Here's an example of some garden tomato ph levels taken this summer:
Early girl 4.3
Aunt Ruby's German Green 4.1
Russian 117 4.2
Ed's Millenium 4.0
In contrast, here are some acidic ph levels:
Meyer Lemon 2.4
Susan's Red Wine Vinegar 2.4
Commercial Red Wine Vinegar 2.4
Rice Wine Vinegar 2.5
White Vinegar 2.3
Many of the tomatoes that were tested could benefit from a little acid added to the mix before water bath processing (1/4 tsp citric acid or 1 Tbsp lemon juice per pint). If you don't like how the acid changes the flavor or have a very non-acid tomato (like Opalka) you're safest to pressure can, freeze or dry.
The USDA guidelines for processing requirements have also changed with regard to raw-pack tomatoes, calling for 85 minutes. Problem is, that tends to give you tomoato sauce by the time you're done. I've just switched to freezing my tomatoes and making ketchup.

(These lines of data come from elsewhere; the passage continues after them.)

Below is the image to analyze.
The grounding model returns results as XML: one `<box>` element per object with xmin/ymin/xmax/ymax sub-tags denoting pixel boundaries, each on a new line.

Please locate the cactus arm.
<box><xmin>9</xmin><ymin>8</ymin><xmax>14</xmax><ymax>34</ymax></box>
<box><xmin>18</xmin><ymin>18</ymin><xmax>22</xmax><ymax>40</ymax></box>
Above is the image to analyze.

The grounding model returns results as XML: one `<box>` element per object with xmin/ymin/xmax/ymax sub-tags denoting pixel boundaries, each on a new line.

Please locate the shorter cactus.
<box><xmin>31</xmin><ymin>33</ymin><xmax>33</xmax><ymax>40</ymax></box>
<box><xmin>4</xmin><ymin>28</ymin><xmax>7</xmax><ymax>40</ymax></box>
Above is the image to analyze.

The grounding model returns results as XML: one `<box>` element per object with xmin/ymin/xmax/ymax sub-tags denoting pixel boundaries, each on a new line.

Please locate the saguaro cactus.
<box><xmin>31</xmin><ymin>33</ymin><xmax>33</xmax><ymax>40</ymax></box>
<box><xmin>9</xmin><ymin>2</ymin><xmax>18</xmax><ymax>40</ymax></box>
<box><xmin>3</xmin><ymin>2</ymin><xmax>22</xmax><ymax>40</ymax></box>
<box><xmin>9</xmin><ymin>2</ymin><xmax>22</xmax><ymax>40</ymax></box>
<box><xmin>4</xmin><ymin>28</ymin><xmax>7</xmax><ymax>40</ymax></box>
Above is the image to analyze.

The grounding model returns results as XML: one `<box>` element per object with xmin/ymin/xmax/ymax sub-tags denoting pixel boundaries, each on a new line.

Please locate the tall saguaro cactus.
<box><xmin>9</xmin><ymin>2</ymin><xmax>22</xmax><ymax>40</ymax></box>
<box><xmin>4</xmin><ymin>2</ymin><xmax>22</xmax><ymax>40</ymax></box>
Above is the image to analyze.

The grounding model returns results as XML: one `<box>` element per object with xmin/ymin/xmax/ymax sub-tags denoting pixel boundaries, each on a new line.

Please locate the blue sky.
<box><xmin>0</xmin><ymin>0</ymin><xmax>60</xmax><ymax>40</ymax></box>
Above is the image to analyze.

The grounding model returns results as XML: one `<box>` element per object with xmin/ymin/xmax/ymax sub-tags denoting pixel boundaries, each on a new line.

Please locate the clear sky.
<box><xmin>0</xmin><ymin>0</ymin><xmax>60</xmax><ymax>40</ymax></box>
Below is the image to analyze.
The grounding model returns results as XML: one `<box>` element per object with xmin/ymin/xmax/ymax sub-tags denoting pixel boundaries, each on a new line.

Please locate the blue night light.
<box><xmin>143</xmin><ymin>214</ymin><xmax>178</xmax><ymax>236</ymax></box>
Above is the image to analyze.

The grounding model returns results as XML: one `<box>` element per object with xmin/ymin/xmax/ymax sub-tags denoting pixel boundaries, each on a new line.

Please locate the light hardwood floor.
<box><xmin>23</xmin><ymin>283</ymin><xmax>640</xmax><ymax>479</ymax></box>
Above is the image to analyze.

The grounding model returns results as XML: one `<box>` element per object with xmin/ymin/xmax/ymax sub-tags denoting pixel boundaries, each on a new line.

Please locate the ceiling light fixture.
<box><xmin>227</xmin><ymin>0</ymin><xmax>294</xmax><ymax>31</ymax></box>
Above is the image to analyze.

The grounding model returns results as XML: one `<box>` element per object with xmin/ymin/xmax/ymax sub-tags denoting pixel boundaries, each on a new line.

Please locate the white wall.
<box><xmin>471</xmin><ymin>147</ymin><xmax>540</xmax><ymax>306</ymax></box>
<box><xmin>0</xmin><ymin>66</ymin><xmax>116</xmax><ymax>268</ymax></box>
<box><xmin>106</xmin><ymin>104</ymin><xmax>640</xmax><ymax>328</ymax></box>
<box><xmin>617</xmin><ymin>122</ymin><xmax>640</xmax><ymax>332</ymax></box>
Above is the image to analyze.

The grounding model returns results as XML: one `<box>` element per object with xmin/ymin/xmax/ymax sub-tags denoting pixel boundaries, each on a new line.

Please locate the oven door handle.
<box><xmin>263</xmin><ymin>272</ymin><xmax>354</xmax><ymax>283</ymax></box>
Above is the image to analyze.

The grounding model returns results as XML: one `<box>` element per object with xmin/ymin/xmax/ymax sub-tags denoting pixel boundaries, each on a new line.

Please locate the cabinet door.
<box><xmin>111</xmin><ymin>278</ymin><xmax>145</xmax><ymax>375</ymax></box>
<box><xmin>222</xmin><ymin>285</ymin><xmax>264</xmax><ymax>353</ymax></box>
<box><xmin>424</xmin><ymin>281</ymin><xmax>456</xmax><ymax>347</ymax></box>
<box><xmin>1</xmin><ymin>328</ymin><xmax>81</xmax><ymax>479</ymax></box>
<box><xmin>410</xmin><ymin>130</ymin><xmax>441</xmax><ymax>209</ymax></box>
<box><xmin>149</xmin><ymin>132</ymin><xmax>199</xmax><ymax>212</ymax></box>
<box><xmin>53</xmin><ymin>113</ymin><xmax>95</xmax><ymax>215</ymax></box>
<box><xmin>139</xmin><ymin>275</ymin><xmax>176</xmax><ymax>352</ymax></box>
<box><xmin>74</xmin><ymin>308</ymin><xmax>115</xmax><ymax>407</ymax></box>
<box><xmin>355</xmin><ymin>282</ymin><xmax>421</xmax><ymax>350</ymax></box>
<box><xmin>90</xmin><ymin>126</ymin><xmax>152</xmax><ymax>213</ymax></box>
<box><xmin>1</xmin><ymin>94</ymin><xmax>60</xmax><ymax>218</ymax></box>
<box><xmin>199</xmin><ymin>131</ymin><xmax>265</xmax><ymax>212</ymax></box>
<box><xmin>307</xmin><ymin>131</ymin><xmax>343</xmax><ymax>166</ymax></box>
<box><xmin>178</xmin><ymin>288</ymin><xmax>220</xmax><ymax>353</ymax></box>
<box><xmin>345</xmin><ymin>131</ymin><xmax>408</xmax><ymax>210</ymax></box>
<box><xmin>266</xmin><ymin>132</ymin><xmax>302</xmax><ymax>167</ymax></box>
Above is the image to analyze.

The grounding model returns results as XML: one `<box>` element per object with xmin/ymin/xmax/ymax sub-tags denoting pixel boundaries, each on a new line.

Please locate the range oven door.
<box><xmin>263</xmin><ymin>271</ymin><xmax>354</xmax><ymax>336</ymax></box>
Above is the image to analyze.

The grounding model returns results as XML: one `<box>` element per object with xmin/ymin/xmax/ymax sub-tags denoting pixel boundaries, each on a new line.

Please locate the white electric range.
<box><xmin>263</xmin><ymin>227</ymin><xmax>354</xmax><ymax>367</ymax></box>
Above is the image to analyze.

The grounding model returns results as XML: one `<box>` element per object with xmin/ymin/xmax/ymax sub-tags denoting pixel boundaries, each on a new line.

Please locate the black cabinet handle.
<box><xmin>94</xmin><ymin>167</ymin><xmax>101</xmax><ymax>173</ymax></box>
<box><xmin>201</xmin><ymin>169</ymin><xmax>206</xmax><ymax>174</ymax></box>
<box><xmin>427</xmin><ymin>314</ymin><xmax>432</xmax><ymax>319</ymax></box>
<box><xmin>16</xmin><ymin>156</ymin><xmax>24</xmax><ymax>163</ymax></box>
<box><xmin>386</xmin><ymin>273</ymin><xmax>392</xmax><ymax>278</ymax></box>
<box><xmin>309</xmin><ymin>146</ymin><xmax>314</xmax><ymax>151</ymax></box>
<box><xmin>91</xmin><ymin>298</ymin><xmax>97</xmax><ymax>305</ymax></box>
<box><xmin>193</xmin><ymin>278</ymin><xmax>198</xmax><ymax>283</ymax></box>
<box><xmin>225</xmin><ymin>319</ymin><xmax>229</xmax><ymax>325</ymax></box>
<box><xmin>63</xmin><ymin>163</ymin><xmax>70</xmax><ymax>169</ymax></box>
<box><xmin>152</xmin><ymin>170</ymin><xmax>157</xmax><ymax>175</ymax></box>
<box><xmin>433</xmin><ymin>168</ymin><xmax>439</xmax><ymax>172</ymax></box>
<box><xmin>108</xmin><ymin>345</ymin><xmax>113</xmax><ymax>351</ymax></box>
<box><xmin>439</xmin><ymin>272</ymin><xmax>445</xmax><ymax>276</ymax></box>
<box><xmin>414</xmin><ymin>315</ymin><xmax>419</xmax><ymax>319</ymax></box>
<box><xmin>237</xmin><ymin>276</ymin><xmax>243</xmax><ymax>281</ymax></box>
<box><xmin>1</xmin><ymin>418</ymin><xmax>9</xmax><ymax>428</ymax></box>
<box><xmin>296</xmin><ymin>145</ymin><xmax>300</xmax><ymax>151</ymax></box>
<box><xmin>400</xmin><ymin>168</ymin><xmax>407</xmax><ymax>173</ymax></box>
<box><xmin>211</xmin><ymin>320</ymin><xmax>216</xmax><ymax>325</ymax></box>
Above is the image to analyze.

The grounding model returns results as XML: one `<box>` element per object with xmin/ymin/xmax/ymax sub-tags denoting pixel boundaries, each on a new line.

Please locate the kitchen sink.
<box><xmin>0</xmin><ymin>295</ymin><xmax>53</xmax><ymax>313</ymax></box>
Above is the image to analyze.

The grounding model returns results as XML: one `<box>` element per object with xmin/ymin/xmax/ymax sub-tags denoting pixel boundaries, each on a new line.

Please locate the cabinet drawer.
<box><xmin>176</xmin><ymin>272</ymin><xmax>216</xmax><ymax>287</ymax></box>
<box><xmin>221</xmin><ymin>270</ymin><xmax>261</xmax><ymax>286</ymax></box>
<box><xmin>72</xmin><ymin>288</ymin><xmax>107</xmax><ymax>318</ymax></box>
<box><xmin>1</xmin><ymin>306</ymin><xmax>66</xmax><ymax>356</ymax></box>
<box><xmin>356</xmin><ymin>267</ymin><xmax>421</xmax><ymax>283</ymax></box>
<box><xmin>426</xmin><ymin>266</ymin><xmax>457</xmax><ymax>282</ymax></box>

Recipe below won Blue Ribbon and Best of Section 2000 Santa Clara County Fair and a ribbon in 1997 with 45 minute processing time.
Remove the core from the tomatoes (a tomato corer makes this much easier). Peel tomatoes by dipping them in boiling water and then dipping in ice water.
See instructions for preparing and filling jars.
Pack tomatoes in jars and press down to create enough juice to reach within 1/4 inch of the top of the jar. Add 1/2 teaspoon of salt per pint. Run a spatula or butter knife along the side of the jars to release any air. Place the jars in pot and add water to 1-2" above tops of jars.
Bring jars to a gentle boil and process 85 minutes. Remove from pot and set out to cool. Jars should be sealed within 12 hours.